Last fall, members of the Rocky Mount Community Theater began performing Origin of the Dream, a production based on Miller’s research. The show, which includes singing and recitations of King’s speech and Hughes’ poetry, will eventually accompany a fixed historical exhibit in Rocky Mount, Miller said.
“To see this project take on such life, vibrancy and accessibility was really, really inspiring,” Miller said. “That was the world that King was inhabiting and that Hughes was inspiring, so seeing it come full circle is very appropriate and unique.”
Living History
Visitors to NC State’s James B. Hunt Jr. Library will soon be able to immerse themselves in another landmark address from King’s canon of sermons and speeches.
First delivered days after the start of the Greensboro sit-ins at Durham’s White Rock Baptist Church, King’s 1960 speech, “A Creative Protest,” marked the first time he called for direct nonviolent action. No recordings exist of the address, also known as the “Fill Up the Jails” speech. However, a team of researchers led by professor of communication Vicki Gallagher has created an experience that attempts to replicate the original event.

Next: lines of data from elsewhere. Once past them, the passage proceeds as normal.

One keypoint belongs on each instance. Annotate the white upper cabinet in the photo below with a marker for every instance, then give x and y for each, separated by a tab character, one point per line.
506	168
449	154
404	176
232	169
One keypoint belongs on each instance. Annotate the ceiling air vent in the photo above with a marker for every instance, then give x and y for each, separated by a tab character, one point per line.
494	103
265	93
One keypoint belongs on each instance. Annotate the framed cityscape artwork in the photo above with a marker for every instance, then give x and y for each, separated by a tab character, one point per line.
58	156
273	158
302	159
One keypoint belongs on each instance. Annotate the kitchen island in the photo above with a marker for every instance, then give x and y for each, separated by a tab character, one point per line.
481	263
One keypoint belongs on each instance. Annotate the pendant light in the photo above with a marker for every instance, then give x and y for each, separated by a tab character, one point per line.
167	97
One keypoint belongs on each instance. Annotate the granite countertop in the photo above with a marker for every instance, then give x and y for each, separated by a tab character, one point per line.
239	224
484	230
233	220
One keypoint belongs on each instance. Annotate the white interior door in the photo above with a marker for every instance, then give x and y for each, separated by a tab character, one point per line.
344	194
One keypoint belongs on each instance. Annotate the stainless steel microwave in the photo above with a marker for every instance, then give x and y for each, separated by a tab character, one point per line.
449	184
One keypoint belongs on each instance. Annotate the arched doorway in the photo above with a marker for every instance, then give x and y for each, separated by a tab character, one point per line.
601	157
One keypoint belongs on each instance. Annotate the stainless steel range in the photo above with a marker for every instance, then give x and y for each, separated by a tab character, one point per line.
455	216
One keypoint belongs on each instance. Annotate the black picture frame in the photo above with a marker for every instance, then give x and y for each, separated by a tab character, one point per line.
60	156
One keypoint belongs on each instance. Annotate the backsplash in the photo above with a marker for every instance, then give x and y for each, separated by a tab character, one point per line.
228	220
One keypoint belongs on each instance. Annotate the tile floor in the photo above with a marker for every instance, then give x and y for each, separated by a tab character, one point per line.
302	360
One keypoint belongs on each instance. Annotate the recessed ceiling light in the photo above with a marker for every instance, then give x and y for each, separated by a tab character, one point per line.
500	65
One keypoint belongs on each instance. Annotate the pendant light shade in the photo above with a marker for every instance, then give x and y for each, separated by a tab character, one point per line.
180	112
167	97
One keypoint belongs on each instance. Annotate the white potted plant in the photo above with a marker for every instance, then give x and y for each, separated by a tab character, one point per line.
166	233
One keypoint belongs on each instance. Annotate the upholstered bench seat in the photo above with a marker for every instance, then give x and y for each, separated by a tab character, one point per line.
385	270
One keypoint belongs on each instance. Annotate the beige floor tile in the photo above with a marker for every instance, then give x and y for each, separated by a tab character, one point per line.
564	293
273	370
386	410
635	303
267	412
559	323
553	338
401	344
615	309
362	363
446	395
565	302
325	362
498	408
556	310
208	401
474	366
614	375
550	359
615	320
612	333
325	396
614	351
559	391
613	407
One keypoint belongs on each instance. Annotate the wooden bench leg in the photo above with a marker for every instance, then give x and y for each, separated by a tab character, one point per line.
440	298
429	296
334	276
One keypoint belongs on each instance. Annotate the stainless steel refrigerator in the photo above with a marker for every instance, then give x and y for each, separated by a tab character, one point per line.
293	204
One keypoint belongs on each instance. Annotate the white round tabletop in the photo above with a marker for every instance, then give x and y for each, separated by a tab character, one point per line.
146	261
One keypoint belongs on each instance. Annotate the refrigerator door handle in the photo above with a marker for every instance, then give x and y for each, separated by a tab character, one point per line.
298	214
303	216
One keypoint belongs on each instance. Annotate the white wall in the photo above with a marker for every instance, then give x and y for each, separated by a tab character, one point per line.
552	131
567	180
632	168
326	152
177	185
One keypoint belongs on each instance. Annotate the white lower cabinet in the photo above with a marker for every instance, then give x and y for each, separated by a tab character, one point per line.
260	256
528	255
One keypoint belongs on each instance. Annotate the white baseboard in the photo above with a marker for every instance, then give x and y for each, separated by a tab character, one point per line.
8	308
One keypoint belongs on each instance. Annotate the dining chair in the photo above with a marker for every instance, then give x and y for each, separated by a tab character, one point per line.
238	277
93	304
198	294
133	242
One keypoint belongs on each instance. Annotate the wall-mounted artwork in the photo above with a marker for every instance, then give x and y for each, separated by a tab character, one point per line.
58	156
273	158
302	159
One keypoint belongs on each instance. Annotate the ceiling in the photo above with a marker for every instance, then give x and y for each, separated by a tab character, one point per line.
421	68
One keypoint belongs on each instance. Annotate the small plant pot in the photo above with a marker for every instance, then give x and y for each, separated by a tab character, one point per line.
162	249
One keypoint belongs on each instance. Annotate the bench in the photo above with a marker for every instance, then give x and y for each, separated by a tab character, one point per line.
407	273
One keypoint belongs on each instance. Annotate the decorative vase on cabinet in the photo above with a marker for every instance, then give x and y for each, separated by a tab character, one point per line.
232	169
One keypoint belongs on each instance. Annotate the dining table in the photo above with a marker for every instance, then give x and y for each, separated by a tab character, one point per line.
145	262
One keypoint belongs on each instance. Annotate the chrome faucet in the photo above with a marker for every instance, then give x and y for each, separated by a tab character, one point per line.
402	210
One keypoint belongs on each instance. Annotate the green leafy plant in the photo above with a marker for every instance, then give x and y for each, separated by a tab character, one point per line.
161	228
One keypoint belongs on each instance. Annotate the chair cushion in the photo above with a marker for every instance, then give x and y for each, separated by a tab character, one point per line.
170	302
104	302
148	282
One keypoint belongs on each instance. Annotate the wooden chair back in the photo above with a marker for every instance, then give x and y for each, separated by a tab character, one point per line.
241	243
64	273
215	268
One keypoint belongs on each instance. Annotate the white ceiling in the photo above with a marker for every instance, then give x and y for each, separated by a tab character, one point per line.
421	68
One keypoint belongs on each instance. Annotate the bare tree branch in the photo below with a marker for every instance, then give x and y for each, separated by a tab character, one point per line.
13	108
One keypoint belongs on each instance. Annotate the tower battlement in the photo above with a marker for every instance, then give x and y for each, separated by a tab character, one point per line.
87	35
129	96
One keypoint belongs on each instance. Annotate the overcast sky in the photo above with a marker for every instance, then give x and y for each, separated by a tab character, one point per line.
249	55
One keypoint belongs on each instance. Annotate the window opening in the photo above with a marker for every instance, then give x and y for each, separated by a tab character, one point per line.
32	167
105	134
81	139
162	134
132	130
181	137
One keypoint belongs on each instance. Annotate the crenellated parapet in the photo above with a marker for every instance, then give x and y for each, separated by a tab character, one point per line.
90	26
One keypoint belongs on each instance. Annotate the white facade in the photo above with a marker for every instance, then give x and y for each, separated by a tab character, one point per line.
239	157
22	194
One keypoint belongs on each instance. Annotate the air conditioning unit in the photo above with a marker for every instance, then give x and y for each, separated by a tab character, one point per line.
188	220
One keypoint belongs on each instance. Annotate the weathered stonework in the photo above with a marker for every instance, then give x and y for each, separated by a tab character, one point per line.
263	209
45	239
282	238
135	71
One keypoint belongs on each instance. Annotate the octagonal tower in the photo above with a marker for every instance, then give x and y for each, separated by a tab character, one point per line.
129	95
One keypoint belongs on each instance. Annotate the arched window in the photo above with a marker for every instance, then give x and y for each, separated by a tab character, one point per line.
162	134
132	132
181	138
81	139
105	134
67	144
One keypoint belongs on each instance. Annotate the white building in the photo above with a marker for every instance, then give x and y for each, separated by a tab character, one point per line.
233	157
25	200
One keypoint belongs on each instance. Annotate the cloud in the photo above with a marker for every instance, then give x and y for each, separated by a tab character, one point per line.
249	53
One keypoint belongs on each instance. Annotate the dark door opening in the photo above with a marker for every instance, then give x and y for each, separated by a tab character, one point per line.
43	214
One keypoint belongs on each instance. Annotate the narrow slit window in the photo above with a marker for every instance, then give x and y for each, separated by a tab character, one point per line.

Combining archival photos with audio and video recordings from a staged re-creation of the speech, Gallagher’s team built an audio model and visual exhibition fit for Hunt Library’s Teaching and Visualization Lab.
“Visitors will be able to stand, sit, and move around in an architecturally accurate digital recreation of the old White Rock Baptist Church sanctuary,” said Gallagher, an expert on the rhetoric of civil rights leaders such as King, and on commemoration and commemorative sites. “They’ll be immersed in King’s speech, experiencing it just as a child in the church balcony or an elderly woman in the front row did, yet simultaneously situated in the current historical moment.”
The three-phase Virtual MLK Project started with staging a re-creation of King’s speech at the rebuilt White Rock Baptist. On June 8, 2014, a congregation of more than 250 people — including several members who witnessed the original speech — engaged in a call and response with voice actor Marvin Blanks as he delivered King’s words from the pulpit. Gallagher said the entire service was recorded on audio and video from multiple locations; the team also recorded Blanks in the studio, augmenting the live recording that includes the audience’s feedback.
Heavy media coverage of the re-creation event carried news of the vMLK project across the nation, as local outlets, the Associated Press and Slate all picked up the story. And since the project’s website launched in 2015, thousands of visitors have accessed audio and video recordings, an historical overview and curricula materials that are housed online.
The final phase of the project, currently under development, calls for a 270-degree digitally rendered visual model of the original White Rock Baptist Church. The model, which incorporates thoroughly researched audio and visual elements, will give viewers an opportunity to experience the speech from multiple perspectives, Gallagher said.
“The project will enact a story of this critical speech beyond the speech text, letting audiences learn what different receptions of the speech may occur, and the impact of these receptions on social and civic transformation,” Gallagher said.
When it’s complete in 2017, the fully rendered and fully integrated Virtual MLK model will have a built-in audience: the more than 1,000 NC State students who take public speaking courses each year. Other target audiences include communication and history scholars, church congregations and religious groups, North Carolina citizens and librarians. Since its inception, the project has received funding and support from the North Carolina Humanities Council, the College of Humanities and Social Sciences Research Awards program, NC State’s Department of Communication and NCSU Libraries.
This August, Gallagher’s team plans to showcase portions of the experience during a weekend event highlighting several of NC State’s civil rights-related digital humanities projects, including Miller’s research, the kingsfirstdream.com website and a documentary he’s co-producing, Origin of the Dream.